The task is to predict which one of the floor types (concrete, tiles, pvc, carpet, wood) the robot is on using sensor data such as acceleration and velocity. Succeed and you'll help improve the navigation of robots without assistance across many different surfaces, so they won’t fall down on the job. We need to classify on which surface our robot is standing.

In this notebook we will explore the data, prepare it for a model, train a model and classify the target value (surface type) for the test set, then prepare a submission.



# <a id='2'></a>2. Prepare for data analysis
## 2.1 Import libraries 

In [None]:
import numpy as np
import pandas as pd

from sklearn.ensemble import RandomForestClassifier
from sklearn.model_selection import StratifiedKFold
#from sklearn.neighbors import KNeighborsClassifier
from sklearn.preprocessing import StandardScaler, LabelEncoder
#from sklearn.neural_network import MLPClassifier

import matplotlib.pyplot as plt #plotting
import seaborn as sns #higher-lever plotting

import os 
print(os.listdir("../input")) # let's print available data
import warnings
warnings.filterwarnings('ignore') # ignore warnings

## 2.2 Read data 

In [None]:
%%time
train_df = pd.read_csv('../input/X_train.csv')
test_df = pd.read_csv('../input/X_test.csv')
target_df = pd.read_csv('../input/y_train.csv')

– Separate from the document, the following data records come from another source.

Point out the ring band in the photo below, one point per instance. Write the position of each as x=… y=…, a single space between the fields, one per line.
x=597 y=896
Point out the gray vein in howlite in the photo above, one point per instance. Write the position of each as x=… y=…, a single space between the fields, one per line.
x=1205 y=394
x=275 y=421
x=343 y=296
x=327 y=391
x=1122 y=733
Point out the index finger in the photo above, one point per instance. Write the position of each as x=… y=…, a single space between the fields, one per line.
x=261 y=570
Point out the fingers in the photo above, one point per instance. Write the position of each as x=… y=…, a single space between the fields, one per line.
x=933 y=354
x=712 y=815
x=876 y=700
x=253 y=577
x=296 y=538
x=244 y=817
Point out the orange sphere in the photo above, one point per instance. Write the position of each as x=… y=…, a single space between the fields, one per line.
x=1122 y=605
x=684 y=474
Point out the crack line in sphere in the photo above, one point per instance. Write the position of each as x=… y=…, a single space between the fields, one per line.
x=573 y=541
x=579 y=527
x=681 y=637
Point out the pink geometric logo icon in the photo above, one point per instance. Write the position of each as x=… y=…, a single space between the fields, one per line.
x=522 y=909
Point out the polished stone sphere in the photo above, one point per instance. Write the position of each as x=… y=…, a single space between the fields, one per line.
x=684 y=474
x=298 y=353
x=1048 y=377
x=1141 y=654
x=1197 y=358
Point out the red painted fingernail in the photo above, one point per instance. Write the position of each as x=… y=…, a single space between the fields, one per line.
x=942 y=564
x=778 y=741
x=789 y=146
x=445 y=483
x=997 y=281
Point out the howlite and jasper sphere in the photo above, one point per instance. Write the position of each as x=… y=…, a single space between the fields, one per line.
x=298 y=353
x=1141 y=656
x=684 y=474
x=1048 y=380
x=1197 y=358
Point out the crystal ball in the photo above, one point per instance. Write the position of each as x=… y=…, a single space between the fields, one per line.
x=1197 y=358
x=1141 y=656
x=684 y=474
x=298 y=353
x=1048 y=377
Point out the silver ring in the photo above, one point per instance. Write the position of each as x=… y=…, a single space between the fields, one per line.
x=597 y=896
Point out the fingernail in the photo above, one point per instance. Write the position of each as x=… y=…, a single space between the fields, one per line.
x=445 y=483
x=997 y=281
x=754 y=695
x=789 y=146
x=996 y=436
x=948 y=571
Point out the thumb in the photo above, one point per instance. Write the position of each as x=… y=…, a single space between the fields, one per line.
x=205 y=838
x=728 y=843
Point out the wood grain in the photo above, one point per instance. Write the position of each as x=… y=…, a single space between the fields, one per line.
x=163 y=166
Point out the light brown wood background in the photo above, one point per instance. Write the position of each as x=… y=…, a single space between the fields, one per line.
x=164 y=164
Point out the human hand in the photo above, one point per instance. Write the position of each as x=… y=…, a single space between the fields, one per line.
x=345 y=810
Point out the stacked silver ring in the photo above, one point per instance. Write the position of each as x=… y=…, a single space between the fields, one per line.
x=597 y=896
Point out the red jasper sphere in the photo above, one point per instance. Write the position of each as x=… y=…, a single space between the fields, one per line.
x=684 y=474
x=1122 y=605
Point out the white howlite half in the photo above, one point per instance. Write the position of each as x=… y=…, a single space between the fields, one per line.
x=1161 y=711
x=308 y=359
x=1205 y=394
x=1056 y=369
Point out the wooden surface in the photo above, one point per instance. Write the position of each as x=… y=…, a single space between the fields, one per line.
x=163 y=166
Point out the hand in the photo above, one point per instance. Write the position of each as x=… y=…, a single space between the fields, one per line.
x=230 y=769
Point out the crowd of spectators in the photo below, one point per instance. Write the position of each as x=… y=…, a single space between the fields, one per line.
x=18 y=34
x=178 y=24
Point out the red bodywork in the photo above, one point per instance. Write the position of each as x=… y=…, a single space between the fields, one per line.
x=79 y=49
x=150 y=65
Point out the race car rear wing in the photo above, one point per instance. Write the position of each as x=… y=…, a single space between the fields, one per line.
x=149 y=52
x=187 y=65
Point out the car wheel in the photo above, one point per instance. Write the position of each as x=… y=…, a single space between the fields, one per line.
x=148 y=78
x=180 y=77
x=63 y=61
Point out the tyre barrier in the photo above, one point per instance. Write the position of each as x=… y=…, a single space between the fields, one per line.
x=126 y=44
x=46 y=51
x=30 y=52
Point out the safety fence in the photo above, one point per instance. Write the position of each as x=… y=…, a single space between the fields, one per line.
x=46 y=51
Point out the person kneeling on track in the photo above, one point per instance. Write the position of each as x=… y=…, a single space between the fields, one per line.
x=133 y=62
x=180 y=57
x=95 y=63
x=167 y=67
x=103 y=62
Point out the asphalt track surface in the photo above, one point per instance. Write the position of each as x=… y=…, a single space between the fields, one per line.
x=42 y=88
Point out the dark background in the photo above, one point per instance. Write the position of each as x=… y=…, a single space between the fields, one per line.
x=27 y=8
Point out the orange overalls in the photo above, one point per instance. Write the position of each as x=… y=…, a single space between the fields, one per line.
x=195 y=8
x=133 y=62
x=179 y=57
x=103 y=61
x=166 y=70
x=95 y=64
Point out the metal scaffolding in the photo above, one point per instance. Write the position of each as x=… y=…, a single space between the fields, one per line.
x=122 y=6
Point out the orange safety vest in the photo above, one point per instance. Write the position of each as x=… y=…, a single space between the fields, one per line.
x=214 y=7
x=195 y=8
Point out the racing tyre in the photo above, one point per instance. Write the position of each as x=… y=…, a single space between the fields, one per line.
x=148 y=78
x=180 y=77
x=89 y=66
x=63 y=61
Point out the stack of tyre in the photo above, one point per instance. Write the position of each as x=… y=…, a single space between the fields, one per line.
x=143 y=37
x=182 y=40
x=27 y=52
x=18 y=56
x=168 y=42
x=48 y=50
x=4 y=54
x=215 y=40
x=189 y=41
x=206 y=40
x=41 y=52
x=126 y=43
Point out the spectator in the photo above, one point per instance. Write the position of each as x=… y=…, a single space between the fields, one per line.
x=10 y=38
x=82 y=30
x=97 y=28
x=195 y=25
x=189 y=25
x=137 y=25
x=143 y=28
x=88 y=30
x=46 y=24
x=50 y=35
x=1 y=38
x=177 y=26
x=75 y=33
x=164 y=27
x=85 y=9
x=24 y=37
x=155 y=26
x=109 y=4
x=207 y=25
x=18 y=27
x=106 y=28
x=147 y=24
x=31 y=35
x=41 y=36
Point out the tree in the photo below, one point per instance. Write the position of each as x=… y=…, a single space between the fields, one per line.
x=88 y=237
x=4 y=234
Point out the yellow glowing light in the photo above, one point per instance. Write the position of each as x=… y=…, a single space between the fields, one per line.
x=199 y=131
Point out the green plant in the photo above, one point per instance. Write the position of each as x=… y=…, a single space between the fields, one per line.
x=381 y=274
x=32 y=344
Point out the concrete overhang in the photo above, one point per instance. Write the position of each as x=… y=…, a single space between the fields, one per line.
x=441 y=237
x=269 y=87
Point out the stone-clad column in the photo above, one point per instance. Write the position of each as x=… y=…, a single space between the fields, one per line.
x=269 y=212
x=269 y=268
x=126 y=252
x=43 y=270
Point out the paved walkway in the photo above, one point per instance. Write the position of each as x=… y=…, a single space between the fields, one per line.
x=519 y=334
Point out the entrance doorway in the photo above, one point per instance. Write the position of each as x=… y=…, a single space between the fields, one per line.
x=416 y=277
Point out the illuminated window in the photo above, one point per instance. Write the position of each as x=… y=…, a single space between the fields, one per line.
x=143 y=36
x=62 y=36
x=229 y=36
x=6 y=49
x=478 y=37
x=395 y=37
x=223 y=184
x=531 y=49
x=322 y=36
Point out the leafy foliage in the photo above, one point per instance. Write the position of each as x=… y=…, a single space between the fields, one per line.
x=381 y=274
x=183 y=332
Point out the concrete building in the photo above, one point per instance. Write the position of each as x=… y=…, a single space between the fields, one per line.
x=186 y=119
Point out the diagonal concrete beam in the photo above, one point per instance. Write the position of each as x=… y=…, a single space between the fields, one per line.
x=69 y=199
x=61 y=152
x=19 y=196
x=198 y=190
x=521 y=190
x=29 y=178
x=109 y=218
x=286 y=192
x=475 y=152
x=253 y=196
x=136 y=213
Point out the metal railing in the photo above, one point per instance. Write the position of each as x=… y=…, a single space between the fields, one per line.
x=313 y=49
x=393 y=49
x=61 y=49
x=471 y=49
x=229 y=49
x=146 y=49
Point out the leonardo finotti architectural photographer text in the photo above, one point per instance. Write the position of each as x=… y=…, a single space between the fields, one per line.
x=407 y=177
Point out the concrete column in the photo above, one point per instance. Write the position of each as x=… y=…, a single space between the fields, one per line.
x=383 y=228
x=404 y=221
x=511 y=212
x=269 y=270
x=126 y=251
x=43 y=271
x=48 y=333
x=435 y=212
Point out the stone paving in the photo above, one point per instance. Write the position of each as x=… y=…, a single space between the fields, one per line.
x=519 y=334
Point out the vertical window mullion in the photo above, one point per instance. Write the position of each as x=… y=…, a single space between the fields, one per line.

# <a id='3'></a>3. Data exploration

## 3.1 Data description
**1. X_[train/test].csv** - the input data, covering 10 sensor channels and 128 measurements per time series plus three ID columns:
    - row_id: The ID for this row.
    - series_id: ID number for the measurement series. Foreign key to y_train/sample_submission.
    - measurement_number: Measurement number within the series.
    
The orientation channels encode the current angles how the robot is oriented as a quaternion (see [Wikipedia](https://en.wikipedia.org/wiki/Conversion_between_quaternions_and_Euler_angles)). Angular velocity describes the angle and speed of motion, and linear acceleration components describe how the speed is changing at different times. The 10 sensor channels are:
    - orientation_X
    - orientation_Y
    - orientation_Z
    - orientation_W
    - angular_velocity_X
    - angular_velocity_Y
    - angular_velocity_Z
    - linear_acceleration_X
    - linear_acceleration_Y
    - linear_acceleration_Z
    
**2. y_train.csv** - the surfaces for training set.
    - series_id: ID number for the measurement series.
    - group_id: ID number for all of the measurements taken in a recording session. Provided for the training set only, to enable more cross validation strategies.
    - surface: the target for this competition.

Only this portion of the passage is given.